Are Your Shredding Procedures HIPAA Compliant?

The Health Insurance Portability and Accountability Act of 1996, commonly referred to as HIPAA, was created in order to safeguard the privacy of patients.  Not only that, but with medical data breach on the rise, there’s even more emphasis placed on the privacy of patients’ medical records.

 

The law itself goes to great lengths to identify whom the privacy rules cover and what is and is not allowable as far as disclosures are concerned. It even requires medical facilities, large or small, to have patients sign documentation explain their rights whenever treatment is given or received.

 

Protected health information, or PHI, has many rules and regulations regarding its safe treatment. These rules also include rules governing the proper disposal of information in order to maintain patient privacy.

 

Why is Shredding Necessary?

 

The problem with PHI is that there is simply so much of it. In the past, there were huge file rooms and storage facilities devoted to the care and storage of private medical information. Depending on the health and medical histories of some patients, medical records and the health history of one patient can occupy multiple shelves. Storing and caring for these documents is a time consuming and costly practice. It’s not all about the space required however. It’s also about the labor that’s required to tend to these documents on a regular basis as well.

 

Eliminating these records once the patient has passed away or is no longer an active patient saves time, money, and valuable shelf space. Many medical centers are also making the move to digital records by scanning the original documents and storing them on computer servers. These original documents, once scanned, must be properly eliminated in a manner that doesn’t compromise patient privacy. Medical practitioners who fail to comply with HIPAA regulations face civil as well as criminal penalties that go far beyond mere slaps on the wrists.

 

How Should Medical Information be Shredded?

 

According to HIPAA rules, “For PHI in paper records, shredding, burning, pulping, or pulverizing the records so that PHI is rendered essentially unreadable, indecipherable, and otherwise cannot be reconstructed.”

 

If the medical facility lacks the proper equipment or resources to devote to properly destroying these paper records, it is possible to hire an outside service to either shred the documents for you onsite or remove them to their facility in order to shred the documents.
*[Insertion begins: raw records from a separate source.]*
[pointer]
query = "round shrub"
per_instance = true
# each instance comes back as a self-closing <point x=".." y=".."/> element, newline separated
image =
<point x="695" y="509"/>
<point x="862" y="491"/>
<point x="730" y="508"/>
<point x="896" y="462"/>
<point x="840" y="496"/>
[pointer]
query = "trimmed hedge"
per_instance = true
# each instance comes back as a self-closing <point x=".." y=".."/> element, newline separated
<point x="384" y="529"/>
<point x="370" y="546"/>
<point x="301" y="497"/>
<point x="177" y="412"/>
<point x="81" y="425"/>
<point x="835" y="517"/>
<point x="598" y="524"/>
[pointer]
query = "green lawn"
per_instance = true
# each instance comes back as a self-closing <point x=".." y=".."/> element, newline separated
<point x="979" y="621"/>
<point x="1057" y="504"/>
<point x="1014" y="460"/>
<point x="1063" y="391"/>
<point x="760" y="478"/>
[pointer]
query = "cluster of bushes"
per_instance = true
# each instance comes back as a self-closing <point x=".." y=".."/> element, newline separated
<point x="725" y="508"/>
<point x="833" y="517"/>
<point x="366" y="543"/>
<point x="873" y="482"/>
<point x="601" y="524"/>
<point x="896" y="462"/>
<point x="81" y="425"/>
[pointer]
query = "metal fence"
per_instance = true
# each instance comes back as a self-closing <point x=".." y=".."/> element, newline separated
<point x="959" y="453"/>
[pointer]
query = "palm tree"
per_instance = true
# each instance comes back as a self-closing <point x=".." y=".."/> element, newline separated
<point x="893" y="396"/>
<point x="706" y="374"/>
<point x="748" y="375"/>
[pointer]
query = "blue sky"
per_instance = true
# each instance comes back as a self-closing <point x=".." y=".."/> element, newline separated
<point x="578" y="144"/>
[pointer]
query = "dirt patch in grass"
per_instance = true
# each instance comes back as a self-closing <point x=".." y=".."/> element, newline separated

However, proper storage and transfer procedures must be met in the conditions and the outsourced facility must also meet the same standards (destroying in a manner that the documents cannot be reconstructed) as if your facility was destroying the records.

 

A few other regulations regarding the storage and destruction of PHI include the following:

 

  • PHI cannot be stored in dumpsters that are accessible to the public.
  • Computer equipment is also covered by HIPAA and the information stored on computers, while not always physically shredded, must be eliminated according to HIPAA standards. They including purging, exposing computer to a strong magnetic field, melting, clearing (using specific software to overwrite the media with data or information that isn’t PHI, incinerating, or pulverizing the electronic media.
  • Labeled prescription bottles and paper PHI may be stored in opaque back while awaiting disposal provided it is stored in a secure area.

 

As a small business that handles medical records, if you carefully follow HIPAA standards, you shouldn’t have any major problems that will land you in civil or criminal hot water. However, mistakes happen at times, no matter how cautious you happen to be. That’s why it’s essential to have proper business insurance, to cover any mistakes with HIPAA compliance that may arise.